Прикосновение к идолам
Шрифт:
Константин Михайлович в те годы занимал руководящие литературные посты — в Союзе писателей, в «Литературке», в «Новом мире». Он никогда не вел антимаяковской политики, но поскольку был фигурой сложной, то занимал позицию официозную (Маяковский — поэт революции!), и эта позиция не устраивала ЛЮ и Василия Абгаровича. Отношения были натянуто-неприязненные.
Но в конце пятидесятых они словно бы познакомились заново, словно впервые увидели друг друга. Изменилось время, изменились в какой-то степени они и их взгляды. Симонов ушел от Серовой, и Лариса Жадова была симпатична Лиле Юрьевне. Она говорила, что Лариса сильно повлияла на Симонова, сделала его мягче, человечнее, «левее». Что после «ссылки» в Узбекистан он сильно изменился в лучшую сторону. С Триоле он в это время работал над сценарием фильма «Нормандия — Неман». Но не только это явилось причиной сближения. Когда они лучше узнали друг друга, они подружились домами. И последние лет двадцать это была самая настоящая дружба — верная и искренняя.
Летом 1978 года в разговоре с Константином Михайловичем я сказал, что вот, мол, какие две потери для вас в один год — смерть Романа Кармена и Лили Юрьевны. (С Карменом он дружил и много работал.) Симонов, помолчав, ответил: «Нет. Кармен, конечно, это тяжело. Но уход Лили Юрьевны потеря для меня незаменимая. Она была самым большим моим другом».
И я уверен, что развеять свой прах он решил под влиянием завещания ЛЮ. Вскоре после ее похорон он слег в больницу и, безнадежно больной, звонил моему отцу и расспрашивал, как это было, кто выполнил ее волю. Потом долго молчал. Вскоре его не стало…
Много сделал Симонов, освобождая живую фигуру Маяковского от бронзы многопудья, а ЛЮ от наветов. Он писал о поэте — как поэт. После него я видел такое благородное отношение к Маяковскому только у Евгения Евтушенко.
Французские встречи
В какой-то вздорной статье последних лет, полной небылиц, я прочел, что Франция была «второй родиной» ЛЮ и она ездила туда, когда вздумается. Чепуха! Ездила она к сестре лишь тогда, когда советская власть ее выпускала, а не когда ей хотелось повидаться с родными.
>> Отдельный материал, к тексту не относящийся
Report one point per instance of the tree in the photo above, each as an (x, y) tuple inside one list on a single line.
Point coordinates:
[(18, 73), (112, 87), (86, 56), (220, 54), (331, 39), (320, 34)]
Более тридцати лет ЛЮ не выезжала во Францию, а была у сестры несколько раз лишь после 1955 года, когда приподняли железный занавес.
Останавливались они с отцом в квартире Эльзы, пока она была жива, а летом жили на ее даче под Парижем, на знаменитой «Мельнице».
С общительным характером Лили Юрьевны у нее образовался там круг друзей, с которыми она встречалась потом и в Москве, и переписывалась с ними. Рассказать обо всех — места не хватит, назову лишь нескольких…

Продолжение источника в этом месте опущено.